HargaPer.com – Murah &Terbaik JAKARTA. Pasar kripto kembali diterpa badai volatilitas pada akhir pekan ini. Gejolak signifikan terlihat dari total likuidasi posisi perdagangan yang melonjak drastis, menembus angka US$ 1,13 miliar atau setara dengan sekitar Rp 19 triliun dalam 24 jam terakhir. Mayoritas dari angka fantastis ini berasal dari posisi long, mengindikasikan tekanan jual yang kuat di kalangan investor.
Menurut data CoinGlass, Ethereum (ETH) dan Bitcoin (BTC) menjadi kontributor terbesar dalam gelombang likuidasi ini. Posisi Ethereum menanggung kerugian likuidasi senilai US$365 juta, sementara Bitcoin tidak jauh berbeda dengan US$262 juta. Angka ini secara jelas menggambarkan betapa dominannya kedua aset kripto terbesar ini dalam pergerakan pasar secara keseluruhan.
Imbas dari guncangan ini sangat terasa pada harga aset kripto utama. Harga BTC terkoreksi 2% dan melorot di bawah level US$109.400, sementara ETH juga tertekan, turun hingga ke US$3.900. Gelombang tekanan jual tak hanya menerjang aset besar, tetapi juga menghantam altcoin utama: Dogecoin (DOGE) anjlok lebih dari 4%, XRP melemah 4%, dan Solana (SOL) turut jatuh 5%. Akibatnya, kapitalisasi pasar kripto secara agregat menyusut hampir 3%, kini berada di angka US$3,7 triliun.

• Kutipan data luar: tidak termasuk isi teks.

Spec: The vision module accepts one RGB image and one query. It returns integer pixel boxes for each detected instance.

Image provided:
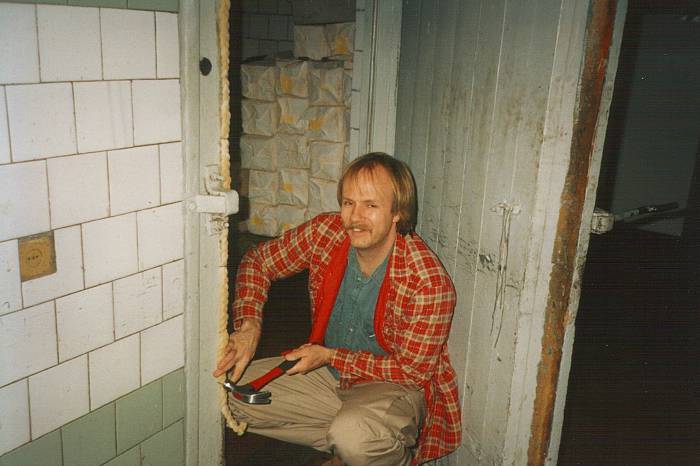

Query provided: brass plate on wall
[18,231,56,282]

Penurunan drastis ini, yang menyebabkan kapitalisasi pasar kripto anjlok US$160 miliar, sebagian besar disinyalir dipicu oleh memanasnya ketegangan geopolitik, terutama perang Israel-Iran. Di tengah ketidakpastian ini, para pakar mulai angkat bicara untuk menenangkan pasar dan memberikan pandangan strategis bagi investor.

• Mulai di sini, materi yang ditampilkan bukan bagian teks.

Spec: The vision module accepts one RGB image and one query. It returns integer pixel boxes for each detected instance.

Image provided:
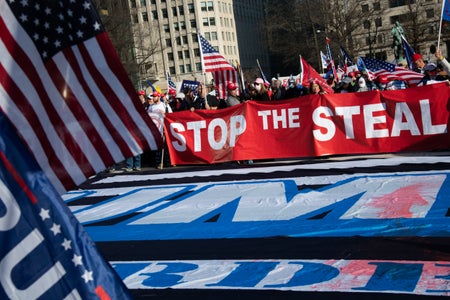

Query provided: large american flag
[0,0,162,193]
[360,57,424,86]
[0,112,131,300]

Wakil Presiden Indodax, Antony Kusuma, menawarkan perspektif berbeda. Ia menilai bahwa di balik volatilitas pasar yang ekstrem, masih ada peluang yang signifikan bagi investor berorientasi jangka panjang. Menurut Antony, gelombang likuidasi besar-besaran ini bukan semata-mata cerminan risiko, melainkan juga sebuah pintu gerbang untuk akumulasi aset pada harga yang lebih rendah, sebuah strategi yang seringkali menguntungkan dalam jangka waktu panjang.
Keyakinan Antony didukung oleh data on-chain yang menunjukkan tren positif. Cadangan Bitcoin (BTC) di bursa-bursa kripto tercatat menurun hingga 2,4 juta unit. Penurunan ini sering diinterpretasikan sebagai indikator kuat bahwa kepercayaan investor jangka panjang tetap kokoh, karena mereka memilih untuk menyimpan aset di dompet pribadi daripada di bursa yang rentan terhadap volatilitas jangka pendek.
Lebih lanjut, Antony Kusuma menjelaskan bahwa koreksi harga yang terjadi pasca-pemangkasan suku bunga Federal Reserve adalah sebuah fase yang normal dan sehat menuju konsolidasi pasar. Untuk menavigasi kondisi ini, ia menekankan pentingnya disiplin dalam pengelolaan risiko, selalu memantau data on-chain untuk insight pasar, serta melakukan diversifikasi portofolio guna meminimalkan eksposur terhadap satu jenis aset.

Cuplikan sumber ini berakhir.